Eugène nous interdisait de monter sur les toits des granges à la Sauvageonne. Pour éviter de casser les tuiles. C’était surtout valable pour la grange dont le toit descend presque jusqu’au sol. Une pente du toit descend plus bas que l’autre à cause d’un appentis. Et pour l’autre pente, inutile d’y penser, la grange est accrochée à la pente, et l’autre côté du toit il faut une grande échelle pour y monter.

Bien sûr nous y montions tout de même, pas pour le plaisir mais parce qu’il y avait toujours un ballon, un volant de badmington ou aussi très souvent des parasols qui se retrouvaient sur le toit. Parfois même c’était Eugène lui même qui nous demandait d’aller remplacer ou replacer une tuile, à l’époque il n’y avait pas de tôle en dessous, ni de pare pluie. C’était bien avant qu’Athéna et Jim (qui n’étaient même pas nés) ne passent deux étés à refaire le toit.

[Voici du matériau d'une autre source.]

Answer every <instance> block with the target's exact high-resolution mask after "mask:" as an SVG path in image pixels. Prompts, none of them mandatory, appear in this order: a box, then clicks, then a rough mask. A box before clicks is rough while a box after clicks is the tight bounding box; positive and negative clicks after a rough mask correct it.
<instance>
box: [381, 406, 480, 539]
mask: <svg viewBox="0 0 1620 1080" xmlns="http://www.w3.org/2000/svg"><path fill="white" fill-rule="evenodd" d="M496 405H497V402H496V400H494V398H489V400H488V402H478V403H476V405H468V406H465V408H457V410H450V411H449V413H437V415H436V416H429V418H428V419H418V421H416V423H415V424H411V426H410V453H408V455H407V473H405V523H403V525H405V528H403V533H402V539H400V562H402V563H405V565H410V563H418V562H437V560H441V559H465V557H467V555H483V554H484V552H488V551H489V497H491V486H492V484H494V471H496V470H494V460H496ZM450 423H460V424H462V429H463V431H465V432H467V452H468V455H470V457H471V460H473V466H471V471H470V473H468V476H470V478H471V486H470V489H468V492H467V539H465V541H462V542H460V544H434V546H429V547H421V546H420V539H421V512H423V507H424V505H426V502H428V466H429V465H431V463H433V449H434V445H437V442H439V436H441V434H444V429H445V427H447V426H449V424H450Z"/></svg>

Les tuiles les plus cassées étaient celles d’en bas, et cela énervait Eugène pour des raisons esthétique, c’est vraiment dommage, ce sont celles que l’on voit le mieux.
Un jour Eugène demande à Cédric d’aller replacer une tuile, en redescendant Cédric s’y prend mal et casse une tuile. Ausitôt après Cédric saute à cloche pied et j’écarquille les yeux affolée par ce comportement et comprenant aussitôt.
Eugène lui ne voit rien et s’écrie en approchant du toit :
- Oh non ! Tu as encore cassé une tuile !

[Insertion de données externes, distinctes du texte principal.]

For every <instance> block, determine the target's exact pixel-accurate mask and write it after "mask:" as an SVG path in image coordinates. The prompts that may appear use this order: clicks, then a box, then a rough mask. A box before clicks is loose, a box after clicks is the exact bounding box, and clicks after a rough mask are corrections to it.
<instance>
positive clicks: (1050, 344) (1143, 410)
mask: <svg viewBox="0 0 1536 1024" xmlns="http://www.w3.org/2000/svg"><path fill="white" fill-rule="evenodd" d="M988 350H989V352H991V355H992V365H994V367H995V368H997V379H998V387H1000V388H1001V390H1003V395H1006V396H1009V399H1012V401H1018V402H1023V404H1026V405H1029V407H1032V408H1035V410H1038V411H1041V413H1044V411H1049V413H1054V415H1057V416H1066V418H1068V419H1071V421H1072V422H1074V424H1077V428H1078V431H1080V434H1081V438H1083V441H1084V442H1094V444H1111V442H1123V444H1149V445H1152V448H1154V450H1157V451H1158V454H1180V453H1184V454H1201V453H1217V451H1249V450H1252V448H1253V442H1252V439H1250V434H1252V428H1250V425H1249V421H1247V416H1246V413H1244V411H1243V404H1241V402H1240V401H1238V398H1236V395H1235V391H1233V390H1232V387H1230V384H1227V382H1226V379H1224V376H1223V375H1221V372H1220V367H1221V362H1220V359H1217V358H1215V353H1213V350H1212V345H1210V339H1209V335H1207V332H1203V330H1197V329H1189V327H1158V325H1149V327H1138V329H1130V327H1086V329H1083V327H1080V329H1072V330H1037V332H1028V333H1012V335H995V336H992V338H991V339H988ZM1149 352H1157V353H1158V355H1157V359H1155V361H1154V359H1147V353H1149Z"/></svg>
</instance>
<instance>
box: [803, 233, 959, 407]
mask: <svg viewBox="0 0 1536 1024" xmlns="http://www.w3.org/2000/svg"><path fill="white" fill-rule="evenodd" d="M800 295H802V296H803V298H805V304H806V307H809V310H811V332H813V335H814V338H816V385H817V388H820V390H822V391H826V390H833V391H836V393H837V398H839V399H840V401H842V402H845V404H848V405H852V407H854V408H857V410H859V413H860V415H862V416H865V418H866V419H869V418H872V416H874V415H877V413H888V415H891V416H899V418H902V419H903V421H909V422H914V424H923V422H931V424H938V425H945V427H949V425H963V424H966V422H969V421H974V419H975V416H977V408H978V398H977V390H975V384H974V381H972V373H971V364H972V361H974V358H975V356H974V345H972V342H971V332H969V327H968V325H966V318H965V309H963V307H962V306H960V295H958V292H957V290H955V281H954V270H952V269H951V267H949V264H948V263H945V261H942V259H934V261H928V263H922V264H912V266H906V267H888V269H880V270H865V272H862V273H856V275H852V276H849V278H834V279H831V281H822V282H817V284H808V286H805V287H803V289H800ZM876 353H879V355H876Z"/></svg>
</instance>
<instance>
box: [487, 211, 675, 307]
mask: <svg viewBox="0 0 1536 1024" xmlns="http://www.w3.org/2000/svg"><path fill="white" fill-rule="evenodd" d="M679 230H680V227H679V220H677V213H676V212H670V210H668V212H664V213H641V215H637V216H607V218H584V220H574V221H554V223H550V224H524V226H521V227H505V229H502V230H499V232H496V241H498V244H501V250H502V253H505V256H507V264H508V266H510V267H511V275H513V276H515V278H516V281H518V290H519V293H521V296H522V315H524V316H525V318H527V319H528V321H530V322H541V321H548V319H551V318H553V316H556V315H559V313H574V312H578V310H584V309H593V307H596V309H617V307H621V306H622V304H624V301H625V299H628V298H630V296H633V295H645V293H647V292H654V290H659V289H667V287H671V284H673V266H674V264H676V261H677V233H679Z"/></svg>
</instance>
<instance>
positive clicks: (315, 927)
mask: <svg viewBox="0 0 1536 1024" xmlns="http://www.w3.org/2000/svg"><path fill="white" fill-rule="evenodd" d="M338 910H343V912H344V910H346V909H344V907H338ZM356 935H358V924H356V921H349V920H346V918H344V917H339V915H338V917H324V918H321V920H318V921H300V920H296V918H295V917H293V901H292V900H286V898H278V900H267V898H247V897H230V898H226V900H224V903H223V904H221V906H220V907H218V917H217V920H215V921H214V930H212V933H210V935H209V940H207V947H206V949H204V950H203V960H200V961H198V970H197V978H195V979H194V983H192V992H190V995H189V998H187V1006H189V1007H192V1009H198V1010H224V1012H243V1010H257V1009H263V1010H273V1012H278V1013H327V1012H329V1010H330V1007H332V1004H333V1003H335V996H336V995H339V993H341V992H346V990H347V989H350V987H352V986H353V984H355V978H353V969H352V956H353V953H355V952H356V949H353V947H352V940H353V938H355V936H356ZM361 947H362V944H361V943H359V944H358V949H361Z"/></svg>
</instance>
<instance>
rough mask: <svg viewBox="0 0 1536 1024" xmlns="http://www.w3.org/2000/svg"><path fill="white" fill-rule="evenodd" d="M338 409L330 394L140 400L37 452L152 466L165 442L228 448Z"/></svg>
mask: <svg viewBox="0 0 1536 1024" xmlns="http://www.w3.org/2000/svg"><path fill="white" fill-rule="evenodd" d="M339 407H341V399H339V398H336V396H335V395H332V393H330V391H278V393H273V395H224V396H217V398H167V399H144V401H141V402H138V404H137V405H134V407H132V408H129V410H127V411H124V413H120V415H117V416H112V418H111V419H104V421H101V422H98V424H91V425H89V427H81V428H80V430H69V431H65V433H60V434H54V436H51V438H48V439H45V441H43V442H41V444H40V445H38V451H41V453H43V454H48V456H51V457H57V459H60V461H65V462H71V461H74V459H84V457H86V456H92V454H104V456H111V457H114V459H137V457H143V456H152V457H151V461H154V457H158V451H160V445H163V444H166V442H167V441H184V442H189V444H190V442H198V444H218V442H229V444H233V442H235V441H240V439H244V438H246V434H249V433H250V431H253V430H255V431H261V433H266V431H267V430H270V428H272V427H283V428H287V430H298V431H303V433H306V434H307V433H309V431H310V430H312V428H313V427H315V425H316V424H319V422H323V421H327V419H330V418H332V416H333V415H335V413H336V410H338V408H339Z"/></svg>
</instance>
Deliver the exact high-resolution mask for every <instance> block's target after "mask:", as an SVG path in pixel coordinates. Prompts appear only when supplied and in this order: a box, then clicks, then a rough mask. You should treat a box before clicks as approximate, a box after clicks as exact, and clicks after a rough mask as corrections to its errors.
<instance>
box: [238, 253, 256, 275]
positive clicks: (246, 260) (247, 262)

Mon frère est blanc, et je crie : ” Papa ! Emmène le à l’hôpital vite ! “

Mon père tout penaud part pour les urgences de Petite Ville du Sud.
Inutile de dire qu’une tuile cassée et pointue qui s’inscrute dans le genou, ça fait pas mal de points de suture.

Comme je peux comprendre tous ces animaux qui se plaisent sur les tuiles rondes et chaudes ! Les lézards, les papillons ou les guêpes qui préfèrent parfois se cacher dessous. Les chats qui s’y promènent.

Un matin je me lève et je trouve sur le toit de la grange un gros lézard vert. Il ne bouge pas, surprenant. Je ne lui fais pas peur. Je m’approche plus près et je remarque qu’il est mort. Notre chat de l’époque a planté très discrètement ses crocs des deux côtés de son cou. Il devait avoir une sacrée forme pour réussir à attraper un lézard ! Le lézard était magnifique je l’ai pris plusieurs fois en photo, (c’est rare qu’un lézard prenne la pose) avant de l’enterrer.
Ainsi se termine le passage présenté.